Page:Revue des Deux Mondes - 1884 - tome 63.djvu/708

Le texte de cette page a été corrigé et est conforme au fac-similé.

Je sonderai le gouffre immense,
Et je saurai s’il est un point
Où la création commence,
Elle qui ne flaira point.

Aux cavernes les plus obscures,
Une torche en main j’entrerai,
Et je forcerai les serrures
Du mystère le mieux muré.

J’ouvrirai toutes les alcôves,
Je mêlerai mes noirs cheveux
Aux crins d’or des comètes fauves...


Ces trois derniers vers peuvent en même temps servir à préciser ce que l’imitateur ajoute de lui-même aux maîtres qu’il imite : une fâcheuse recherche de l’obscénité dans l’expression ; un grand contentement de soi, de toute sa personne, de ses « os fins, » de sa « peau jaune, » de ses « yeux de cuivre, » de son « torse d’écuyer ; » et la préoccupation enfin d’enchérir sur ce que les métaphores ou comparaisons d’un Victor Hugo ont déjà de naturellement énorme, gigantesque et, si je l’ose dire, d’assez souvent grotesque.

C’est qu’au fond, dans ces Blasphèmes, M. Richepin, s’il a le souffle, manque cependant de ce qui seul peut s’appeler inspiration.
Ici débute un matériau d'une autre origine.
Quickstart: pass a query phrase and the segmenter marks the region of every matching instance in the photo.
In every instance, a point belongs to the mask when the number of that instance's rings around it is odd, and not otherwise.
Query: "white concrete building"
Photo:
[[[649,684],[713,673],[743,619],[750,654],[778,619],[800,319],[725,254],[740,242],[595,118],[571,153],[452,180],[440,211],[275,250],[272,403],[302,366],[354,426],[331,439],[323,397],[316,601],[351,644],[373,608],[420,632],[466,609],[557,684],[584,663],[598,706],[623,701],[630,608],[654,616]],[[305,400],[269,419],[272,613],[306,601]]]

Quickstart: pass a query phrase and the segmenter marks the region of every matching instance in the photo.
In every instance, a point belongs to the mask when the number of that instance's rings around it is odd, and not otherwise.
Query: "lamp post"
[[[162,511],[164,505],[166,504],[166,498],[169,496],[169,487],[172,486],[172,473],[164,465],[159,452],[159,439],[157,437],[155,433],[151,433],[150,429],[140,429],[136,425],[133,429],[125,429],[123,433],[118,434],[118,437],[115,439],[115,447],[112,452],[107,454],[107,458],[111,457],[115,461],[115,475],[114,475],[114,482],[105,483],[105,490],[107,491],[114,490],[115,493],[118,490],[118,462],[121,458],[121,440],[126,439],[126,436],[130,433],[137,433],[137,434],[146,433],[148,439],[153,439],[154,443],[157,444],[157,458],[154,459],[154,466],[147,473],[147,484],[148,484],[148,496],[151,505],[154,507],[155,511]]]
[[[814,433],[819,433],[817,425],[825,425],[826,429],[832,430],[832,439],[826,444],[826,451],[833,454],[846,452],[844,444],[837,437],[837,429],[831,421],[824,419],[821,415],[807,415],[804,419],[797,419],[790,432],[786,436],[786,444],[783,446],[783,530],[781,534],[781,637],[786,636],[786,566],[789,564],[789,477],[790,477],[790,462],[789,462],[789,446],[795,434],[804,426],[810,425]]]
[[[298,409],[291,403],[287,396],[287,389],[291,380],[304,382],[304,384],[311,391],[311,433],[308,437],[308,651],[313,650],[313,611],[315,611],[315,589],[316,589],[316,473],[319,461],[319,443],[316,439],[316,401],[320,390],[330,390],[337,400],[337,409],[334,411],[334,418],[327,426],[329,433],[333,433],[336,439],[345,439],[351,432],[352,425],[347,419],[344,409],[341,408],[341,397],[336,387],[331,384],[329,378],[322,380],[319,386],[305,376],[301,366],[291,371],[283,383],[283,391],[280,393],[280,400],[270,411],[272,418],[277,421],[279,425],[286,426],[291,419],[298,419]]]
La différence est profonde et, dans une occasion plus favorable, vaudrait la peine d’être démontrée; contentons-nous aujourd’hui de l’indiquer. Donc on a le souffle dès que l’on a de vigoureux poumons logés à l’aise dans une vaste poitrine; mais l’inspiration dépend de quelque autre chose que de la capacité d’un viscère et de la solidité d’un tempérament. M. Richepin n’a du poète que le tempérament ; il n’en a ni la souplesse, ni la sensibilité, ni l’émotion, et encore moins la sympathie, je veux dire l’inappréciable don de vibrer à l’unisson des choses et d’en faire passer le frémissement dans son vers. Ces rares qualités, sans lesquelles il n’y a jamais eu de vrai poète, nous ne lui demandons pas de les acquérir, puisqu’elles ne sont pas dans sa nature; nous constatons seulement qu’il ne les a pas, et nous ajoutons conséquemment que, ne les ayant pas, il n’est qu’une moitié de poète. Il n’a pas non plus la couleur. Si ses vers sont monocordes, ils sont également monochromes, d’une monochromie qui ne comporte pas de valeurs et d’une monotonie qui n’admet point de nuances. Une seule couleur : du rouge; une seule note; le blasphème ; et c’est peut-être bien beau; mais le rouge est bien aveuglant, le blasphème bien assourdissant et, tous les deux ensemble, horriblement fatigans. Aussi, beaucoup plus qu’ils ne sont blasphématoires, les vers de M. Richepin seraient-ils ennuyeux, si, de temps en temps, par fortune, on n’y rencontrait de quoi rire, et si du naufrage de ses autres ambitions poétiques M. Richepin n’avait réussi, malgré tout, à sauver un certain sens du comique.